Chow voit en chacune des femmes une Siu en puissance. Dans une scène très érotisante, Chow couche avec une femme de petite vertu maquillée comme un camion. Mais, c'est Siu qui l'étreint à ce moment-là. C'est elle qu'il tient dans ses bras. C'est pour elle qu'il a mis ce beau slip rouge qui le rend irrésistiblement sexy. Car Chow Yun-fat est un homme sexy. C'est le George Clooney de Hong Kong. Mais la femme de Chow comprend que quelque chose se passe, que son époux sexy doit avoir une maîtresse et que cette maîtresse ne peut être que Siu. Elle décide d'aller discuter avec sa concurrente, d'autant qu'elles doivent jouer ensemble pour une série télé.

Les deux nouvelles vedettes de la télévision son désormais poursuivies par les paparazzi. Et très vite, on trouve des potins à leur sujet dans les journaux. C'est que l'événement est d'importance. Cela rend fou le mari de Siu qui casse tout dans l'appartement. La femme de Chow conclue avec les paparazzi un arrangement et prennent sur le fait les deux amants. Ils sont découverts nus comme des vers dans une chambre d'hôtel. Ils se font humilier en public.
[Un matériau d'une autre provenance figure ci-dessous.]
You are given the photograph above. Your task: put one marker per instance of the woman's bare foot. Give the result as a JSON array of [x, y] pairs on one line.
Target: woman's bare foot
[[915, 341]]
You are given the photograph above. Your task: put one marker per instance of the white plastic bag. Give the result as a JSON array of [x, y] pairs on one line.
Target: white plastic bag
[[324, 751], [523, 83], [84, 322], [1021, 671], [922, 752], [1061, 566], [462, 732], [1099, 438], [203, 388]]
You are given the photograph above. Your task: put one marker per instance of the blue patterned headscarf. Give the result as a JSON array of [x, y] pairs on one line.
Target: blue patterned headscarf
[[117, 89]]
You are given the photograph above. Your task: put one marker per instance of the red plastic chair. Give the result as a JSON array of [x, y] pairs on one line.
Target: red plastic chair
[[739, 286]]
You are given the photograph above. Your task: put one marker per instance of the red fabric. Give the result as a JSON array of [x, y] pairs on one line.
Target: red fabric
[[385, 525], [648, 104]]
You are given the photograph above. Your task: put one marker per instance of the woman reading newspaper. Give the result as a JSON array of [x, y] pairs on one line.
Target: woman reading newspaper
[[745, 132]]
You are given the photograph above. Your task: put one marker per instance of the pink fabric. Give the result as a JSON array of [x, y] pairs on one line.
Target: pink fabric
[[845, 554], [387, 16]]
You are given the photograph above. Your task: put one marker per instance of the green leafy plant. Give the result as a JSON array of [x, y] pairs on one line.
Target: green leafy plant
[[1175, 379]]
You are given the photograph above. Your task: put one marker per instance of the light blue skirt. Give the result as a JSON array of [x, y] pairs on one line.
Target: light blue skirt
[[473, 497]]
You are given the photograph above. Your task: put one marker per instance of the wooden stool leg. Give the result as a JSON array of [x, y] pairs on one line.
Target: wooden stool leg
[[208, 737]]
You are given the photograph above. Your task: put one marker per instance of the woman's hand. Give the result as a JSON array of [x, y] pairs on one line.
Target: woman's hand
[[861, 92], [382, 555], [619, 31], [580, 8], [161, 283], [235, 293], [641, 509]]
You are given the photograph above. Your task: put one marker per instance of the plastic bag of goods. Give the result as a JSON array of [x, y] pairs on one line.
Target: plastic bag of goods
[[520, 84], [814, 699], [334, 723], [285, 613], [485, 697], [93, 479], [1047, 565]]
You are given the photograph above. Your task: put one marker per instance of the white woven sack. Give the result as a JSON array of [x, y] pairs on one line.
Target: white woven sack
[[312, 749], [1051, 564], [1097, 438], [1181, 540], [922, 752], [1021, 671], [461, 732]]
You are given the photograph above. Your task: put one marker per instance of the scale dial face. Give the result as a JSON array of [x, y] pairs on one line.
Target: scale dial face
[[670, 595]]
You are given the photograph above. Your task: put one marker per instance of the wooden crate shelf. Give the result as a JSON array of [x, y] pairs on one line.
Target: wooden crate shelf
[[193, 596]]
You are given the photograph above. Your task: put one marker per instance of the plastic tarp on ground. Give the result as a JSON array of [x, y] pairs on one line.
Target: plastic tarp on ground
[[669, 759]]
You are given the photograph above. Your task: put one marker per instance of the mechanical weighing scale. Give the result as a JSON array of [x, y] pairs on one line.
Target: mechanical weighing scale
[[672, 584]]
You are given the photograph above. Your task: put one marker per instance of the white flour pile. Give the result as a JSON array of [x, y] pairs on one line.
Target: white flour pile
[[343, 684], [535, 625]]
Quelle déveine ! La femme de Chow essaie cependant d'arranger tout, car elle est gentille comme Mireille Mathieu et Siu rentre au bercail chez un mari tout à coup très compréhensif et qui lui pardonne.

Voilà pour l'histoire de ce Their private lives écrit par Liang Li-jen. Le réalisateur Yeung Kuen, quant à lui, a de la suite dans les idées. Il use et abuse du zoom. Il y en a tant qu'on en prend le vertige. Il tente par moment de faire un plan un peu joli : une fleur au premier plan, des reflets sur l'eau, des lumières dans la nuit, des contres plongées, un split screen. Rien ne lui réussit. La musique est sirupeuse et niaise à souhait. Les acteurs font se qu'ils peuvent. On connaît le destin de Chow Yun-fat. Mais qu'ont pu devenir les autres ?

Chow Yun-fat sourit pendant pratiquement tout le film. Il faut dire qu'à l'époque, il était le chéri des jeunes filles et de leurs mamans. Aux antipodes des rôles qu'on lui connaît. C'est aussi pour cette raison que chaque occasion de le mettre torse nu (ou en slip rouge) est bonne. Plusieurs séquences sont dénudées, mais c'est surtout l'actrice qui apparaît dans le plus simple appareil. Le film, bien que montrant des seins et un nu féminin facial intégral, n'a été classé que catégorie II (interdit aux enfants). Et quand les acteurs sont habillés, ce qui leur arrive tout de même, les vêtements rappellent ces merveilleuses années 1970 si dignes et si kitsch.

Their private lives permet de se souvenir que chaque acteur célèbre a eu des débuts. Et qu'ils ont été parfois difficiles. C'est ce que l'on appelle les biographies interdites. Si un jour, un haut lieu saint de la cinéphilie programme une rétrospective sur Chow Yun-fat, peut-être aura-t-on le bonheur de découvrir d'autres fleurons de sa filmographie qui compte plus de soixante dix films. Their private lives irait très bien après la vision de Bullet proof monk. Chow Yun-fat est une star. Il le mérite !

Their private lives (愛慾狂潮, Hong Kong, 1978) Un film de Yeung Kuen avec Chow Yun-fat, Louis Lo, Liu Wing-sun, Chan Choi-lin, David Lo, Angelina Lo.